Robertson Construction Group
2019RIBA Stirling Prize shortlist
2019RIAS Award for Scotland 2019
2019RIAS Special Category Award - Wood for Good/Scottish Forestry Commission for the Best Use of Timber
2019ArchDaily Building of the Year 2019 - Industrial Architecture
2018Structural Timber Awards - Winner of Winners
2018Structural Timber Awards - Engineer of the Year
2018Structural Timber Awards - Highly Commended Project of the Year
2018Scottish Design Awards - Leisure/Culture Building or Project
Macallan Distillery and Visitor Experience:
Rogers Stirk Harbour and Partners
The Macallan Distillery and Visitor Experience was designed to deliver a unique ‘home of the brand’, welcoming visitors and revealing the production processes involved in whiskey making. The aim was also to respond as sensitively as possible to its rural setting, the 18th-century Easter Elchies manor estate in Speyside that has been responsible for creating whisky since 1824.
Cut into the naturally sloping contours of the site, the design makes direct references to ancient Scottish earthworks in terms of its 207 metres long undulating living meadow roof, along with wider landscaping, that not only synchronises with the surrounding landscape but also serves to provide an authentic and atmospheric journey for the visitor.
Internally, a series of circular production ‘cells’ are arranged in a linear format with an open-plan layout revealing all stages of the distillery process at once. These cells, and the new visitor centre, are reflected above the building forming the peaks or domes of the gently undulating roof.
Use of timber
The utilisation of material to maximise its capacity was key to the engineering strategy. In what is one of the most challenging timber structures ever built in the UK, the downstand composite Glulam beams that form the roof are placed where their lightness and bending capacity can be demonstrated. In areas of additional shear stress, Laminated Veneer Lumber (LVL) beams, facetted on a 3 x 3 m waffle grid structure, have been mobilised to assist. The domes of the timber grillage sit on a steel tension ring, which in turn is supported by inclined steel columns that bear the resulting thrusts into the concrete shear walls and thus into the ground. By separating the roof from the earth, lateral pressures are relieved, allowing the roof to ‘float’ above.

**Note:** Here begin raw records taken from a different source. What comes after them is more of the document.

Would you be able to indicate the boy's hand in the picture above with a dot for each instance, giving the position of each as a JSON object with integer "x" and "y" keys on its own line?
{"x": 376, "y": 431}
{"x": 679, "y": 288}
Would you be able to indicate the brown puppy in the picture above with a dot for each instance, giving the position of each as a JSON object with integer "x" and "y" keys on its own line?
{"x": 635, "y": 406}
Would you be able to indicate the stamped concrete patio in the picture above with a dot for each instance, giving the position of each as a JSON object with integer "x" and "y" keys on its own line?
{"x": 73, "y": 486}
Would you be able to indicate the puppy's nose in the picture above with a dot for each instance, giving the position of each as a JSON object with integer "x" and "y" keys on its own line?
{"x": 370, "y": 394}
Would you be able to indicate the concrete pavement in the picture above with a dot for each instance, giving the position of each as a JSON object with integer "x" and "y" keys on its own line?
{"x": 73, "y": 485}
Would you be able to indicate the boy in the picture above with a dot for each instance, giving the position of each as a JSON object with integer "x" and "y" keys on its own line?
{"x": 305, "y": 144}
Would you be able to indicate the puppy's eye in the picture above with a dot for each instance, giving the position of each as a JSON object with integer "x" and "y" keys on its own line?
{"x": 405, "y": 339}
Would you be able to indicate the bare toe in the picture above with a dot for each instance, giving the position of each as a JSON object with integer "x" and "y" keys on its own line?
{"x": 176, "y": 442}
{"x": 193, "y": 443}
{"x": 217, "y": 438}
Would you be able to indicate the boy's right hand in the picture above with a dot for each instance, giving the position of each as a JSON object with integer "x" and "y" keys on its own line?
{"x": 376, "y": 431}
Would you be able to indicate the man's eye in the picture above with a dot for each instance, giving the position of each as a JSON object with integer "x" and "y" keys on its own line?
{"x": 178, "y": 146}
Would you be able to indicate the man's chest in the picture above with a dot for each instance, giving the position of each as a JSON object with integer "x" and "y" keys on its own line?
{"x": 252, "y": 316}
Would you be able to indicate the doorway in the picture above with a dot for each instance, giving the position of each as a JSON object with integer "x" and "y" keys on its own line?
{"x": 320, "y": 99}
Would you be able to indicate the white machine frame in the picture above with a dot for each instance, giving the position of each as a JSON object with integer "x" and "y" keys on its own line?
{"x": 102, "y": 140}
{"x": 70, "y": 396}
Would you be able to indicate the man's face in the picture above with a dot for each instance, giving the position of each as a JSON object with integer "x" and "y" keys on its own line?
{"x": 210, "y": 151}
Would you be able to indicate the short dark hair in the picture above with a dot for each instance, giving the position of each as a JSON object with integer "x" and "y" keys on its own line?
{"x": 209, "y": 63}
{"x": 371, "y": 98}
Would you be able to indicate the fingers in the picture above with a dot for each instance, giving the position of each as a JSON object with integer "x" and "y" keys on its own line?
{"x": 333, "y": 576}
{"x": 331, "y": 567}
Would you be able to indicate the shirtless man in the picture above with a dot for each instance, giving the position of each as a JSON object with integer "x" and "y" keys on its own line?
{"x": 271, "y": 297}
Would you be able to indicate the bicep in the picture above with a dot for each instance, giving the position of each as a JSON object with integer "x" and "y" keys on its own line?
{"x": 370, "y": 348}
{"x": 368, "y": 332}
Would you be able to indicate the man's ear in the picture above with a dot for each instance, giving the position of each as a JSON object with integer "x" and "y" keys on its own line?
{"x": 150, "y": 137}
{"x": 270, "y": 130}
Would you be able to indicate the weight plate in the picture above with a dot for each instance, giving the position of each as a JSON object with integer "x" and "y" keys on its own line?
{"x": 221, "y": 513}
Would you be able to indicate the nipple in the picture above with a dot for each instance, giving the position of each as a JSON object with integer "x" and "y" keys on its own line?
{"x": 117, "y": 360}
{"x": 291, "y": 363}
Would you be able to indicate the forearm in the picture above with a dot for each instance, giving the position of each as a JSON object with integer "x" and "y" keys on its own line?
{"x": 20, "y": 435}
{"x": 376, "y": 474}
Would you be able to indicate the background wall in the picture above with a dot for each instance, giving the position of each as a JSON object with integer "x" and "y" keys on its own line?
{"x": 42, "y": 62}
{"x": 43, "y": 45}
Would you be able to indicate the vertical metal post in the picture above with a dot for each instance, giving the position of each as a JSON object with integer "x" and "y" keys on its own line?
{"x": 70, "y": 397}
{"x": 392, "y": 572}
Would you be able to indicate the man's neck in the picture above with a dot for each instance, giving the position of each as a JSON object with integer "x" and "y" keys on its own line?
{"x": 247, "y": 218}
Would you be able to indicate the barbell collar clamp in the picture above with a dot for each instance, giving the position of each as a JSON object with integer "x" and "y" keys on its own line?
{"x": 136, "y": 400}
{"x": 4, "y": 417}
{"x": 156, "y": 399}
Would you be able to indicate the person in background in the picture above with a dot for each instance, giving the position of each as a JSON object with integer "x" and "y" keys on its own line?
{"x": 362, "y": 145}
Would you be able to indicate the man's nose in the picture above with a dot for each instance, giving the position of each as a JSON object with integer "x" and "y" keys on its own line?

Constructed over a six-month period, the new building not only provides a facility capable of increased production but one that will allow for easy expansion in years to come. The project is also considered to be an exceptional example of production and logistics using offsite construction, bringing together architect, engineer and manufacturer, working collaboratively, to solve all the issues required to bring such an ambitious concept to reality.